Sue Bird’s greatness, perhaps, is a little subtler than her tennis counterpart’s, but it’s impressive nonetheless. It is traditionally understood that the skills that age the best in basketball are size and shooting. Sue Bird was a wonderful shooter, of course, but size was not among her most dominant attributes. Speed, vision and feel for the game were, and she used those skills to be great right up until the end.
We’re sticking with professional greatness here, but I’d like to just make quick mention of Bird’s college success — she won two National Championships (2000 and 2002) at UConn before she ever got to the WNBA at age 21. That seems fair to mention, since Serena Williams was already winning the U.S. Open when she was 17.
Here’s a stat I love. Last year, the WNBA released their list of the top 25 players of all time, in honor of 25 years of the league. As of today, Sue Bird has played 77 more regular season games — that’s more than two full seasons worth! — more than the next player on the list, her college teammate Diana Taurasi or anyone in WNBA history, period.
Bird is one of six WNBA all-time greats with four championships to her name (Rebekkah Brunson, a solid player in her own right, won five — one with the Sacramento Monarchs and four with the Minnesota Lynx). The others — Maya Moore and Seimone Augustus of the Lynx and Cynthia Cooper, Sheryl Swoopes and Tina Thompson of the Houston Comets — each did it as core members of one team.
So did Bird. All of Bird’s championships (2004, 2010, 2018 and 2020) came with the Seattle Storm, but alongside completely different casts of characters in the early years and the later years. Most notably, she won with Lauren Jackson in 2004 and 2010 and with Breanna Stewart more recently. One kind of cute way to put it is that Bird is the only WNBA player ever to win titles in three different decades — the 2000s, the 2010s and the 2020s.
A better way to put it might be this: when you look at the history of the sport, the best player to compare Sue Bird’s career with might be one of the best NBA players of all-time: San Antonio Spurs legend Tim Duncan. Both Bird and Duncan won championships across three decades with a single team (Duncan’s were in the 1990s, 2000s, and 2010s), and while both were incredibly talented as individuals, both were perhaps most famous for their ability to connect with their teammates.
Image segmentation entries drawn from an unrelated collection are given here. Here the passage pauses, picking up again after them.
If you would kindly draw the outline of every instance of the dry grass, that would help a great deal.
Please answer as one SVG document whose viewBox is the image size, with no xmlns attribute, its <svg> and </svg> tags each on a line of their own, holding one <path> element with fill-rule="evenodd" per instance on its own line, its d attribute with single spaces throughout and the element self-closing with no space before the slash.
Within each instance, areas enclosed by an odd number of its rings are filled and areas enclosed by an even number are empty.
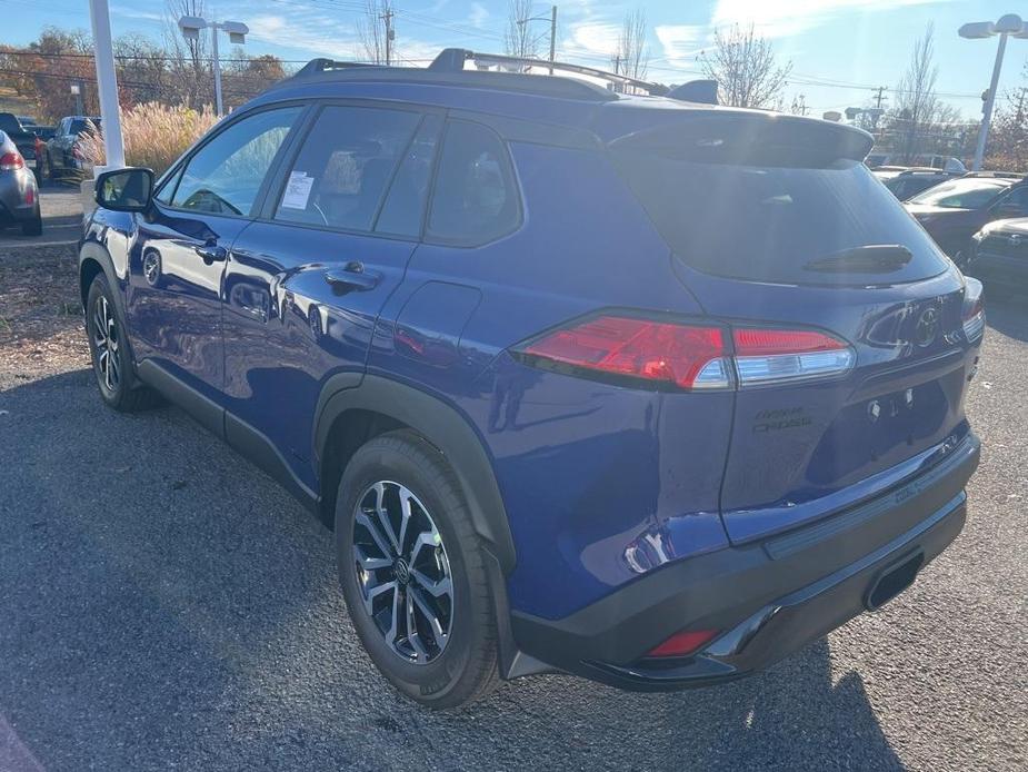
<svg viewBox="0 0 1028 772">
<path fill-rule="evenodd" d="M 137 105 L 121 113 L 124 157 L 129 166 L 161 175 L 218 120 L 210 108 L 193 110 L 158 102 Z M 79 140 L 79 150 L 93 165 L 102 165 L 103 141 L 96 132 Z"/>
</svg>

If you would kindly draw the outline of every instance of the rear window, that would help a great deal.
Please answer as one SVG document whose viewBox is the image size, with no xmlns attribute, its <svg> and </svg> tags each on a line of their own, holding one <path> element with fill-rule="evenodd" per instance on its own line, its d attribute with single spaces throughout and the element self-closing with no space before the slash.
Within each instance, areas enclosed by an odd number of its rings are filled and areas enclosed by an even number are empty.
<svg viewBox="0 0 1028 772">
<path fill-rule="evenodd" d="M 927 204 L 947 209 L 980 209 L 1007 187 L 980 179 L 955 179 L 915 196 L 910 204 Z"/>
<path fill-rule="evenodd" d="M 785 284 L 846 283 L 815 260 L 870 245 L 902 245 L 909 263 L 857 281 L 916 281 L 947 268 L 929 237 L 861 162 L 821 168 L 708 164 L 645 149 L 616 165 L 675 253 L 707 274 Z M 844 278 L 840 278 L 844 277 Z"/>
</svg>

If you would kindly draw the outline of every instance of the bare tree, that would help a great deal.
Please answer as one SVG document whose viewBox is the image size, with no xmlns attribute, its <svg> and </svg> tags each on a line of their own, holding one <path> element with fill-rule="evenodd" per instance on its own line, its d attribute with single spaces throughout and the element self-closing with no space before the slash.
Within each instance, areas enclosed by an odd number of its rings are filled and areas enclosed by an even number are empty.
<svg viewBox="0 0 1028 772">
<path fill-rule="evenodd" d="M 646 80 L 650 66 L 649 48 L 646 44 L 646 10 L 637 8 L 625 14 L 621 32 L 618 34 L 618 50 L 611 57 L 613 71 L 629 78 Z"/>
<path fill-rule="evenodd" d="M 357 37 L 365 59 L 372 65 L 390 65 L 397 59 L 392 32 L 396 11 L 392 0 L 367 0 L 362 16 L 357 20 Z"/>
<path fill-rule="evenodd" d="M 929 22 L 925 34 L 914 44 L 910 63 L 896 87 L 896 98 L 889 115 L 890 126 L 898 135 L 897 150 L 904 161 L 911 161 L 930 143 L 932 125 L 950 118 L 948 106 L 936 96 L 939 68 L 935 63 L 935 24 Z"/>
<path fill-rule="evenodd" d="M 779 65 L 771 43 L 750 24 L 713 32 L 713 48 L 699 56 L 703 75 L 718 81 L 720 101 L 731 107 L 778 108 L 792 71 Z"/>
<path fill-rule="evenodd" d="M 510 0 L 507 11 L 507 31 L 503 47 L 507 55 L 522 59 L 539 58 L 539 38 L 532 34 L 529 20 L 533 16 L 532 0 Z"/>
<path fill-rule="evenodd" d="M 203 17 L 206 0 L 166 0 L 164 48 L 170 58 L 169 70 L 174 98 L 189 107 L 202 107 L 214 101 L 214 83 L 210 57 L 210 34 L 196 39 L 182 37 L 178 20 L 183 16 Z"/>
</svg>

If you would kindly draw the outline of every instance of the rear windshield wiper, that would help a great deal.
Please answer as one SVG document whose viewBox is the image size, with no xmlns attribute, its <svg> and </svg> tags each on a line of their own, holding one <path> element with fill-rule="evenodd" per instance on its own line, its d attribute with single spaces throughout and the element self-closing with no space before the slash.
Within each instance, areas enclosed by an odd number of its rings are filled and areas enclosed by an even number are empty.
<svg viewBox="0 0 1028 772">
<path fill-rule="evenodd" d="M 898 244 L 869 244 L 810 260 L 804 266 L 804 270 L 825 274 L 881 274 L 899 270 L 912 259 L 914 254 Z"/>
</svg>

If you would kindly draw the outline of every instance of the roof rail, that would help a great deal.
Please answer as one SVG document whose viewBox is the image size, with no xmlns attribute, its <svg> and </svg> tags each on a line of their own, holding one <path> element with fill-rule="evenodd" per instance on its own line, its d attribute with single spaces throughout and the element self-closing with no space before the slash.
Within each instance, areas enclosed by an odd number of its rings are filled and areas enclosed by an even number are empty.
<svg viewBox="0 0 1028 772">
<path fill-rule="evenodd" d="M 335 61 L 332 59 L 311 59 L 309 62 L 303 65 L 302 68 L 296 73 L 296 78 L 306 78 L 307 76 L 318 75 L 319 72 L 333 72 L 336 70 L 353 70 L 362 69 L 367 67 L 381 67 L 381 65 L 372 65 L 366 61 Z"/>
<path fill-rule="evenodd" d="M 573 72 L 583 75 L 599 80 L 606 80 L 613 87 L 629 87 L 639 89 L 653 97 L 662 97 L 668 93 L 669 89 L 662 83 L 653 83 L 648 80 L 630 78 L 617 72 L 608 72 L 593 67 L 582 67 L 581 65 L 569 65 L 562 61 L 549 61 L 547 59 L 533 59 L 531 57 L 508 57 L 499 53 L 480 53 L 466 48 L 447 48 L 443 49 L 435 61 L 428 66 L 428 69 L 435 72 L 462 72 L 465 65 L 473 61 L 479 65 L 499 65 L 522 69 L 541 68 L 549 70 L 550 75 L 555 71 Z"/>
</svg>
It’s occurred to me in the years since Duncan retired that part of his legacy is being the rare great player who left his team in a great place even after he was gone. He did that by being unselfish and by supporting the burgeoning greatness of his teammates. Like Bird alongside Breanna Stewart, Duncan took a back seat to players like Tony Parker, Manu Ginobili and even Kawhi Leonard in his later championship seasons. Bird never won MVP of the WNBA Finals, but she was absolutely the heart and soul of the Storm over the past 20 years.